Hakan Sonok
Kamala Harris başkan seçilirse ABD'ne Komünizm gelecek mi?
1
İş Bankası kurucusu, ekonomi bakanı, Başbakan ve Cumhurbaşkanı olarak görev yapmış Celal Bayar yaşamının son döneminde verdiği çoğu demeçte "Bu kış ve her zaman, kuzeydeki komşumuzdan Komünizm bize de gelebilir...Allah muhafaza...Allah bizi korusun!" demekteydi...
Celal Bayar’ın Yassıada’daki Savunma Konuşmasından Bir Bölüm:
“Atatürk’ün mesaisinde bizim de bir gölgesi olarak mesaimiz vardır. Yalnız bu kabûl edilsin, Atatürk’le ölünceye kadar beraber bulunuyorduk. Hatta son nefesinde “Evlâdım sana emanet,” demişti. Atatürk inkilaplarına karşı kötü muamele yaptığımız iddiası bize verilecek en büyük cezadır. Ben asılmaya razıyım; zaten yaşamımın sonundayım. Yalnız Atatürk inkilaplarına kötü muamele yaptığımız bize söylenmesin .Bizim ne gibi bir muamele yaptığımızı tarih kaydetmiştir. Bu imtiyaz asla elimizden alınamaz. Atatürk’le beraber memlekete hizmet ettiğimi ve onun bana olan itimadını herkes bilir.”

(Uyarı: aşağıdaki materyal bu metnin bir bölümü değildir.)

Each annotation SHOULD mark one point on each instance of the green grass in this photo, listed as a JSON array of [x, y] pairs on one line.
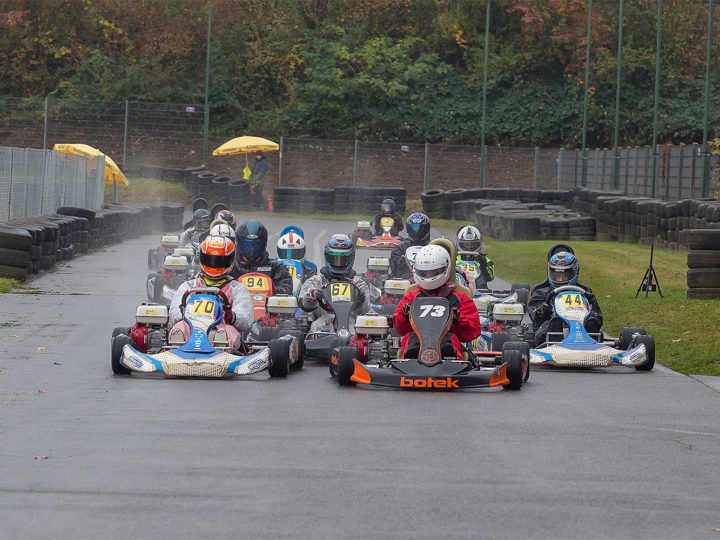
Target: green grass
[[686, 331]]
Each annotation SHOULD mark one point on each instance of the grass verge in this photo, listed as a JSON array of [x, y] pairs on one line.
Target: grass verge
[[686, 331]]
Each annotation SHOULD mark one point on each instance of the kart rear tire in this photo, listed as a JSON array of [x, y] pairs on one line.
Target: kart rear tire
[[279, 358], [626, 334], [497, 340], [346, 365], [649, 343], [514, 369], [116, 347]]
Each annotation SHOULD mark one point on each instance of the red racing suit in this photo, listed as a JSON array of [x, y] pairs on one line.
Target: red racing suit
[[464, 329]]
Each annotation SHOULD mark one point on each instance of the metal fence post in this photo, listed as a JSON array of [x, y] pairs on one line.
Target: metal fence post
[[282, 147], [560, 168], [357, 152], [426, 169], [45, 123]]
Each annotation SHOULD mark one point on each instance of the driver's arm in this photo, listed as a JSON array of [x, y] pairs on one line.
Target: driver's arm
[[175, 312]]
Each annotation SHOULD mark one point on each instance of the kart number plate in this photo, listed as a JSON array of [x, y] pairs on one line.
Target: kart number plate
[[340, 291]]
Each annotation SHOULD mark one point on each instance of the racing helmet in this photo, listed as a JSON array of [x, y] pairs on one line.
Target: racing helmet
[[432, 267], [418, 226], [251, 241], [228, 217], [291, 246], [220, 228], [217, 256], [292, 228], [201, 220], [339, 255], [469, 239], [563, 269], [388, 205]]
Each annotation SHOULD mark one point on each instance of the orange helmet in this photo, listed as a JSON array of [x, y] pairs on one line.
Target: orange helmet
[[217, 256]]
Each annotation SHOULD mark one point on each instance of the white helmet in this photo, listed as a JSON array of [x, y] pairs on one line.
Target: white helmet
[[291, 246], [469, 239], [222, 229], [432, 267]]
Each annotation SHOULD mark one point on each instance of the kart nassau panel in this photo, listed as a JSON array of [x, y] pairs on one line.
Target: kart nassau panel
[[447, 375]]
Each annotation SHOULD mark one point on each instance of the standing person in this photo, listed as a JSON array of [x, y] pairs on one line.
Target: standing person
[[258, 175]]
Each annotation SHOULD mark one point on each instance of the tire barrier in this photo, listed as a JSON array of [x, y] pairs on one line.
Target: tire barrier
[[36, 243]]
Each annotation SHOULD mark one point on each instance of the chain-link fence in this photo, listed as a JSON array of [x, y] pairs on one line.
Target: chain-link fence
[[151, 135], [36, 182]]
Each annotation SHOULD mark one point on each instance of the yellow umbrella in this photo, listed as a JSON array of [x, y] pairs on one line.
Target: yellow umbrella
[[112, 171]]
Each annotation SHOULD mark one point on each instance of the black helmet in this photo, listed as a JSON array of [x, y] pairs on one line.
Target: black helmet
[[251, 241], [388, 205], [201, 220], [418, 226]]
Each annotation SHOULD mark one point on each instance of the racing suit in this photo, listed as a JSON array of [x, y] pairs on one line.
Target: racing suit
[[487, 268], [397, 223], [312, 289], [398, 264], [542, 313], [465, 326], [277, 271], [238, 318]]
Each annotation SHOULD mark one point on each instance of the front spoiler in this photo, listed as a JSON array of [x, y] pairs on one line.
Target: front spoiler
[[447, 375], [183, 364], [582, 355]]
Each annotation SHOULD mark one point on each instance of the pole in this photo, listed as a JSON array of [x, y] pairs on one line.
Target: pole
[[282, 147], [616, 152], [585, 97], [657, 97], [207, 84], [426, 172], [127, 111], [707, 101], [483, 154]]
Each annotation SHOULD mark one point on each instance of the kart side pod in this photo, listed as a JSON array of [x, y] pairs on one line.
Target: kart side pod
[[284, 305], [371, 325], [152, 314]]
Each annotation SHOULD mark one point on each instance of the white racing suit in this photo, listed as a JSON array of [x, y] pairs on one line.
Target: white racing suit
[[241, 307], [324, 319]]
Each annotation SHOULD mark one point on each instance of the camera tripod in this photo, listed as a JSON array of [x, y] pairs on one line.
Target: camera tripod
[[650, 281]]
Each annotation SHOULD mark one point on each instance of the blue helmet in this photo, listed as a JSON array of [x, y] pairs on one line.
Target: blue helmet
[[563, 269], [251, 241], [294, 229], [339, 255], [418, 226]]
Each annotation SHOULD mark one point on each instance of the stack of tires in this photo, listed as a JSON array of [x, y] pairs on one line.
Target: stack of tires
[[703, 276]]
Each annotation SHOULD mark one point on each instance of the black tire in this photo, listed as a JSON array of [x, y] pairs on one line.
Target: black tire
[[346, 365], [120, 330], [117, 344], [279, 358], [649, 343], [626, 336], [497, 340], [514, 369]]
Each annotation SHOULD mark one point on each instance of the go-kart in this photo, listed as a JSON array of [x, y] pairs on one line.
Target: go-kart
[[434, 368], [364, 235], [575, 347], [156, 256], [145, 347]]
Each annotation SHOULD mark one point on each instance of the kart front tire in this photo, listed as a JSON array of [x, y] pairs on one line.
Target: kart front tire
[[279, 358], [346, 365], [514, 369], [649, 343], [116, 347]]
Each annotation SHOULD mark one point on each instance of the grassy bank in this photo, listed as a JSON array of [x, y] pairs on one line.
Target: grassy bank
[[686, 331]]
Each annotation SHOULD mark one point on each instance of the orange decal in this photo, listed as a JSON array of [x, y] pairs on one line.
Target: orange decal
[[360, 374], [499, 376]]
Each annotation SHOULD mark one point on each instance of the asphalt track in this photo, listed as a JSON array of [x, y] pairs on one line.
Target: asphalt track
[[86, 454]]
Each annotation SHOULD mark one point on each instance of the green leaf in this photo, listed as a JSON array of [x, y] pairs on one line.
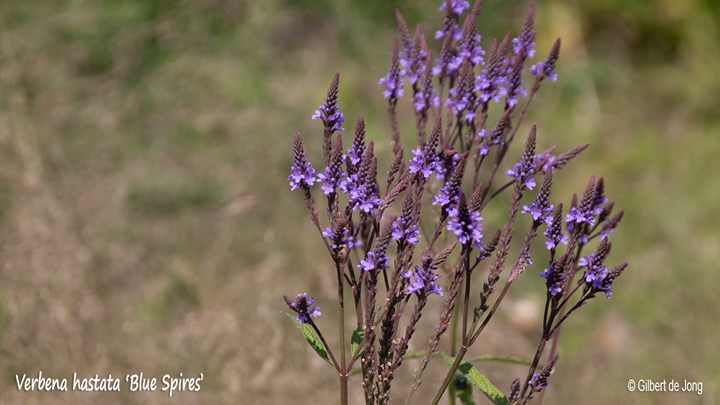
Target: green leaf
[[463, 390], [479, 380], [507, 358], [312, 338], [356, 339]]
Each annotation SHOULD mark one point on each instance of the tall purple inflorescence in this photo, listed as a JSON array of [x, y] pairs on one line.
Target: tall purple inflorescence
[[449, 194], [456, 6], [540, 208], [584, 214], [426, 160], [362, 186], [554, 278], [329, 112], [554, 233], [404, 228], [546, 68], [422, 280], [333, 175], [466, 224], [524, 169], [475, 98], [525, 43], [302, 173], [491, 83], [392, 81]]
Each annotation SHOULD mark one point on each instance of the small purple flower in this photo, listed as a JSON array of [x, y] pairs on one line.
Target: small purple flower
[[393, 85], [545, 70], [303, 307], [538, 210], [302, 173], [412, 62], [490, 85], [456, 6], [514, 87], [374, 261], [578, 216], [425, 98], [583, 215], [422, 281], [358, 147], [554, 233], [471, 50], [554, 279], [341, 236], [392, 81], [524, 43], [405, 231], [538, 382], [333, 175], [329, 112], [425, 162], [524, 173], [466, 224], [548, 161]]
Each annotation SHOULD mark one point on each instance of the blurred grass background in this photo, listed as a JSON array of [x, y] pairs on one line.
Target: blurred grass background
[[146, 223]]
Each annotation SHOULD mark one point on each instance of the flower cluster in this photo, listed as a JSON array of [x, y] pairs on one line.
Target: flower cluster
[[302, 173], [329, 111], [466, 224], [554, 277], [467, 149], [422, 281], [303, 307]]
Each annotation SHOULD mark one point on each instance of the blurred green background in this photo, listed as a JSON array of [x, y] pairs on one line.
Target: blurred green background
[[146, 223]]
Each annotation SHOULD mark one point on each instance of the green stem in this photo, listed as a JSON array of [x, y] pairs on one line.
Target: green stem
[[341, 330], [450, 374]]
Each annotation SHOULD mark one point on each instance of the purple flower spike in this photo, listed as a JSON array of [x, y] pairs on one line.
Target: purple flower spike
[[554, 279], [524, 169], [524, 44], [329, 112], [422, 280], [466, 224], [540, 208], [333, 175], [392, 81], [426, 161], [303, 307], [546, 68], [449, 194], [302, 174], [404, 228], [456, 6], [554, 233], [358, 147], [585, 212], [373, 261], [538, 211], [340, 236]]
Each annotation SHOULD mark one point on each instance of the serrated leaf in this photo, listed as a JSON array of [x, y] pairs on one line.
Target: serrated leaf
[[507, 358], [312, 338], [356, 339], [479, 380]]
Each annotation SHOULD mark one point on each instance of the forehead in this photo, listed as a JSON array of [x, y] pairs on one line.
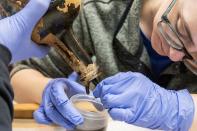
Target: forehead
[[188, 9]]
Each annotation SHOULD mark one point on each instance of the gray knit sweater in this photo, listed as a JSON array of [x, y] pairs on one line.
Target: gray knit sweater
[[95, 27]]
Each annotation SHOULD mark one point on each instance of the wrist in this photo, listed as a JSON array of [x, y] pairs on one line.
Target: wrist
[[5, 54]]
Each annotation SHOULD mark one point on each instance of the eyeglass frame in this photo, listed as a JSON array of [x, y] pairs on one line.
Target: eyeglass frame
[[174, 45]]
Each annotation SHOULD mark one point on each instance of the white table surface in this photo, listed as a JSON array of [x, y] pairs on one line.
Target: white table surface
[[31, 125]]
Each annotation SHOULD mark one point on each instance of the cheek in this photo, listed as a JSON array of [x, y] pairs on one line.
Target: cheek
[[156, 41]]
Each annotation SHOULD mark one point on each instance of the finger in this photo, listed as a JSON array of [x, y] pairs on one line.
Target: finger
[[40, 116], [32, 12], [113, 101], [78, 88], [120, 114], [74, 76], [52, 112], [115, 88], [117, 78], [64, 106]]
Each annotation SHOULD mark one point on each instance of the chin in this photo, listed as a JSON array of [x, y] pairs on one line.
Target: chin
[[157, 46]]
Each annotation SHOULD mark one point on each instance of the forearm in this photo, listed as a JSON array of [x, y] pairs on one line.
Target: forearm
[[28, 85], [6, 94], [194, 124]]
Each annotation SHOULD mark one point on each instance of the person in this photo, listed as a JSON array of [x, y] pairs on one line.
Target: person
[[15, 45], [153, 44]]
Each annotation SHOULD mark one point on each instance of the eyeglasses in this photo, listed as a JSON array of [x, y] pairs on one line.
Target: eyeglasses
[[172, 38]]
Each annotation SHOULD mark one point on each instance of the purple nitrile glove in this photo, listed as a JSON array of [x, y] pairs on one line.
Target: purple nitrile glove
[[133, 98], [56, 107], [16, 30]]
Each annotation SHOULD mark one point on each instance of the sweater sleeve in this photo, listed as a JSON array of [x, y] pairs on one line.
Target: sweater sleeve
[[6, 93]]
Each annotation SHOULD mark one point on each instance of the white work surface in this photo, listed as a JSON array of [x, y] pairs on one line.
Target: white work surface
[[31, 125]]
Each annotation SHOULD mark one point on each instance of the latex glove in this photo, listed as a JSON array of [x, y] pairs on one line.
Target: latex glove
[[133, 98], [56, 107], [16, 30]]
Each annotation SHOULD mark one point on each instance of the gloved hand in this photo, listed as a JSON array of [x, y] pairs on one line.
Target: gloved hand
[[16, 30], [133, 98], [56, 107]]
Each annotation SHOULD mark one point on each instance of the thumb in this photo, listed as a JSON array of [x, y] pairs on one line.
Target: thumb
[[121, 114]]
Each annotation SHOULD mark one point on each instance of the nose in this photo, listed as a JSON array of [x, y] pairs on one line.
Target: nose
[[175, 55]]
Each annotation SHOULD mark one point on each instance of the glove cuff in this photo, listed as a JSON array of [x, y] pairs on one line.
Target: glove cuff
[[186, 110]]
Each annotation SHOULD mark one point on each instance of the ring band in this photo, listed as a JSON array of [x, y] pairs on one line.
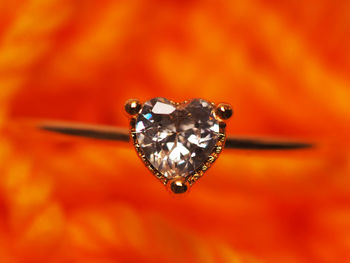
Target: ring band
[[177, 142]]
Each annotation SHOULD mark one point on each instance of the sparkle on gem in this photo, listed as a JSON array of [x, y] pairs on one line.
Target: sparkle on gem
[[177, 140]]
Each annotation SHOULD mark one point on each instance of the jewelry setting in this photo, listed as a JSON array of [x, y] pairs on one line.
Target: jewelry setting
[[178, 142]]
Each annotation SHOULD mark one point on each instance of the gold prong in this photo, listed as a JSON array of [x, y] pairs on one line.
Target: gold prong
[[224, 111], [178, 185], [132, 106]]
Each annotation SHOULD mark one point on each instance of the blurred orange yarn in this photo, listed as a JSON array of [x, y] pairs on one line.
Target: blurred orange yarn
[[283, 65]]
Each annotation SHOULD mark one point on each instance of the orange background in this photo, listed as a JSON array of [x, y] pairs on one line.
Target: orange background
[[283, 65]]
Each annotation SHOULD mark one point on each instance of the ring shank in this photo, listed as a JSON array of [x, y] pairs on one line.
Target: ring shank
[[121, 134]]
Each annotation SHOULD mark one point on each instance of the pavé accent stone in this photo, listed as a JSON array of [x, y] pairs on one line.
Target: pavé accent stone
[[177, 139]]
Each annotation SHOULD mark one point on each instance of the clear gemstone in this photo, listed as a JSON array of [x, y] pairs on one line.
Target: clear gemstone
[[177, 140]]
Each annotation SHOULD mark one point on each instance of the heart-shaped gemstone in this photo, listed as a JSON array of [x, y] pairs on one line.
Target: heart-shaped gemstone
[[177, 139]]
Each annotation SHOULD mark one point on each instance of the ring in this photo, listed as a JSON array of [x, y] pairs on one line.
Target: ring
[[177, 142]]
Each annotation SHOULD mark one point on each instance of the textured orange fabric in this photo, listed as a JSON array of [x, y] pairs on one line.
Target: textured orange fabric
[[283, 65]]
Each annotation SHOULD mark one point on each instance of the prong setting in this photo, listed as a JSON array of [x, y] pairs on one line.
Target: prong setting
[[132, 106], [179, 184], [224, 111]]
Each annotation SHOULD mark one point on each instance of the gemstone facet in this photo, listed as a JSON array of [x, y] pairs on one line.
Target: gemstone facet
[[177, 139]]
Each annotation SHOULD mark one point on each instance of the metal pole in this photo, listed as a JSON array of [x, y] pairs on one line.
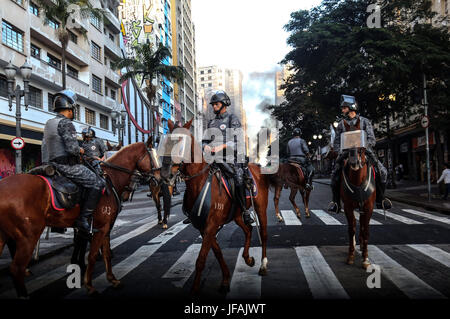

1958’de İstanbul’da et sıkıntısı baş gösterince Başbakan Adnan Menderes, tek parti dönemini adres göstererek Türkiye siyasi tarihinde köklü bir geleneği de başlatmış olur.
1958 bütçe konuşmasına Başbakan Menderes bugün çok aşina olduğumuz bir soruyla, “Onların zamanında bakalım et var mıydı, yok muydu?” diye başlar. Tabii CHP sıralarından “Yok, daha neler!” nidaları eşliğinde. “1950’ye nazaran acaba Türkiye kasaplık hayvanların mevcudu bakımından geri mi, yoksa daha ileri mi gitmiştir? Evvelâ, bunu gözden geçirelim: 1950’de kasaplık hayvan mevcudu 51 milyon, 1957’de 66 milyon. Demek ki, 15 milyonluk bir tezayüt (artma, çoğalma) var” diyen Menderes, “onların zamanının” ne kadar korkunç olduğunu kanıtlamak için o günün iktidar destekçisi Vatan, Yeni Sabah ve Hürriyet gazetelerinden haber spotları okur.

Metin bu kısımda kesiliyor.